Roche – Ventana Discovery ULTRA
Pretreatment for 64 minutes at 100°C (pH 8,4); CM peroxidase blocking for 12 minutes (room temperature), MSVA-031M 1:75 for 20 minutes at 36°C, secondary antibody (anti-mouse HQ) for 12 minutes at 36°C, anti-HQ HRP for 12 minutes at room temperature, DAB at room temperature, hematoxylin II at room temperature for 8 minutes, bluing reagent at room temperature for 4 minutes.
These images depict staining results obtained by the protocol described above. It is of note, that the Ventana machines generally require higher antibody concentrations than other commonly used autostainers because the antibodies are automatically diluted during the procedure. Various other protocols can result in an identical result as shown above. A longer pretreatment, a longer incubation time of the primary antibody, a higher antibody concentration, a higher temperature during incubation, and a longer incubation time of secondary antibody and or the anti-HQ HRP result in stronger staining, potentially at the cost of more background staining.
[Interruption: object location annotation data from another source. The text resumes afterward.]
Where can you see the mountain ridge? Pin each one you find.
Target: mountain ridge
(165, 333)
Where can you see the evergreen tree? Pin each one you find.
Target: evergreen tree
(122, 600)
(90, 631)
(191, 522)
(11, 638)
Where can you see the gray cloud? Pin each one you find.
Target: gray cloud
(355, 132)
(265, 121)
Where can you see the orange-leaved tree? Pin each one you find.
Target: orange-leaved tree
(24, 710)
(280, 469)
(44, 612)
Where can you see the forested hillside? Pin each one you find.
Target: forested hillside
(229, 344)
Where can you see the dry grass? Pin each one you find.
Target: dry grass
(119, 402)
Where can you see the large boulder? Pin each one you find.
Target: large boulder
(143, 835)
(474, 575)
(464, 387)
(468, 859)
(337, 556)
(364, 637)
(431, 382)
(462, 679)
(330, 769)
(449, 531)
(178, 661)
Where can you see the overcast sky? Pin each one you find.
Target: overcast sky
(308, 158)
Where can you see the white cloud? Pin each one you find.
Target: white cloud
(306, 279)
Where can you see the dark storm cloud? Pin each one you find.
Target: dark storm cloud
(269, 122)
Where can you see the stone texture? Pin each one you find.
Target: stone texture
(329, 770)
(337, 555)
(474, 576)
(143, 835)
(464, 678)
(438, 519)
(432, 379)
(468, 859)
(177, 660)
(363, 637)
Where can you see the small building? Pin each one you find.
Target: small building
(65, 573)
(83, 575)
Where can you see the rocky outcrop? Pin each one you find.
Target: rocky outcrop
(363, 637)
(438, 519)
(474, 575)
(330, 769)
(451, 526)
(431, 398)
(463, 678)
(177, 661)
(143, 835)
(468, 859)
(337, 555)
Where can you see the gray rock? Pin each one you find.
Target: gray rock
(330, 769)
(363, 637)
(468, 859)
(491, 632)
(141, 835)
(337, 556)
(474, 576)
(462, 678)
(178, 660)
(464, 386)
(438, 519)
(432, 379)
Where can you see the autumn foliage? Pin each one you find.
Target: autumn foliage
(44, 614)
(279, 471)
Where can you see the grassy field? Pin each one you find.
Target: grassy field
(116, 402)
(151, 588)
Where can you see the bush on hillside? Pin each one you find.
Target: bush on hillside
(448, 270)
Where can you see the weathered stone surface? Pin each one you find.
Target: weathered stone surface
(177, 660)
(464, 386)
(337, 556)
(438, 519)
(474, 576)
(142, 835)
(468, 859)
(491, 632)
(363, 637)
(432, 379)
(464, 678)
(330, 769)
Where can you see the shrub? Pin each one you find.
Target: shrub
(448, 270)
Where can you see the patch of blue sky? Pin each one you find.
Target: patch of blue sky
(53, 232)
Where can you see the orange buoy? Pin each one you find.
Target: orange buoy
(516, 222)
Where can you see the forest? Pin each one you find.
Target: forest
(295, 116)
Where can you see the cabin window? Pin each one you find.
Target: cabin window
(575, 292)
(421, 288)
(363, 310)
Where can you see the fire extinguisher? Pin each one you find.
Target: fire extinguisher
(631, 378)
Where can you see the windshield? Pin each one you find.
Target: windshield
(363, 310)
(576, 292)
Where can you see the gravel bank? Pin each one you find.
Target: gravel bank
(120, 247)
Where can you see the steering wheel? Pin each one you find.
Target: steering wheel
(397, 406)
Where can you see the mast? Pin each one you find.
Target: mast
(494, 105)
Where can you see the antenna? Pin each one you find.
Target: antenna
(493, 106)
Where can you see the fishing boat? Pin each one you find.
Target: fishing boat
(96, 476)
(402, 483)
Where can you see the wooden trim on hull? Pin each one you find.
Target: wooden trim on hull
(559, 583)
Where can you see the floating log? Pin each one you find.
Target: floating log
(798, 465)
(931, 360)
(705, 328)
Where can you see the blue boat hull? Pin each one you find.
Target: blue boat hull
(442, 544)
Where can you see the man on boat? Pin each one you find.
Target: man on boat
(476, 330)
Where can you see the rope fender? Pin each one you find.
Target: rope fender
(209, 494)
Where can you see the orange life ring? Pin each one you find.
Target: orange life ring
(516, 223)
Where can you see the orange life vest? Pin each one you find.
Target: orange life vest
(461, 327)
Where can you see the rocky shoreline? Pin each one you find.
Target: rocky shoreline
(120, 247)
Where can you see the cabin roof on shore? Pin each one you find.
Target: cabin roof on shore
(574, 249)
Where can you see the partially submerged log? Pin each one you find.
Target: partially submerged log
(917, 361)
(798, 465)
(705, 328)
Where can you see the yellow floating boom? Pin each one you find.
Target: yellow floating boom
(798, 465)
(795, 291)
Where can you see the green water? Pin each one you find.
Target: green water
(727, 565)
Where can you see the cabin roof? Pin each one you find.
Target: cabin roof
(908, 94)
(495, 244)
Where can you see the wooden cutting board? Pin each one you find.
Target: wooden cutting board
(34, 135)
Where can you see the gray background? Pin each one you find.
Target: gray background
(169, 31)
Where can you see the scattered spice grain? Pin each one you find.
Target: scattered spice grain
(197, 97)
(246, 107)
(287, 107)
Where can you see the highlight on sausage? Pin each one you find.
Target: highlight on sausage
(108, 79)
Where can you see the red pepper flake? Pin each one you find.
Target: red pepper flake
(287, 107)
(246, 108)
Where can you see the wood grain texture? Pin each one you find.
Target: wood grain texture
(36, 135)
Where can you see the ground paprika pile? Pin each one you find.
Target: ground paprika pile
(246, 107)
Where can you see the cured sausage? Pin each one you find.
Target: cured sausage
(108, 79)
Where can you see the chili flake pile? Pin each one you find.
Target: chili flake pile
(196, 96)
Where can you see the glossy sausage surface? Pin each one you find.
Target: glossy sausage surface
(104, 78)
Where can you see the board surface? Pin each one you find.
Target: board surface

Potential Research Applications
- The microvessel density is considered a prognostic feature in several cancer types. The relevance of the tumor vessel density needs to be further evaluated, also in combination with a quantitation of other elements (inflammatory cell types) of the tumor microenvironnement.
- CD31 can also be expressed in non-vascular neoplasias. The tumor-biologic role of this phenomenon needs to be evaluated.
- The role of angiogenetic T-cells – positive for CD3, CD31 and CXCR4 – is still insufficiently understood.
Evidence for Antibody Specificity in IHC
Specificity of MSVA-031M is documented by strong positive staining in cell types that are well documented to express CD31 such as endothelial cells of all organs and cells of the hematopoietic system. The complete absence of CD31 immunostaining in all other analyzed cell types documents absence of cross-reactivity and low propensity to generate non-specific background staining.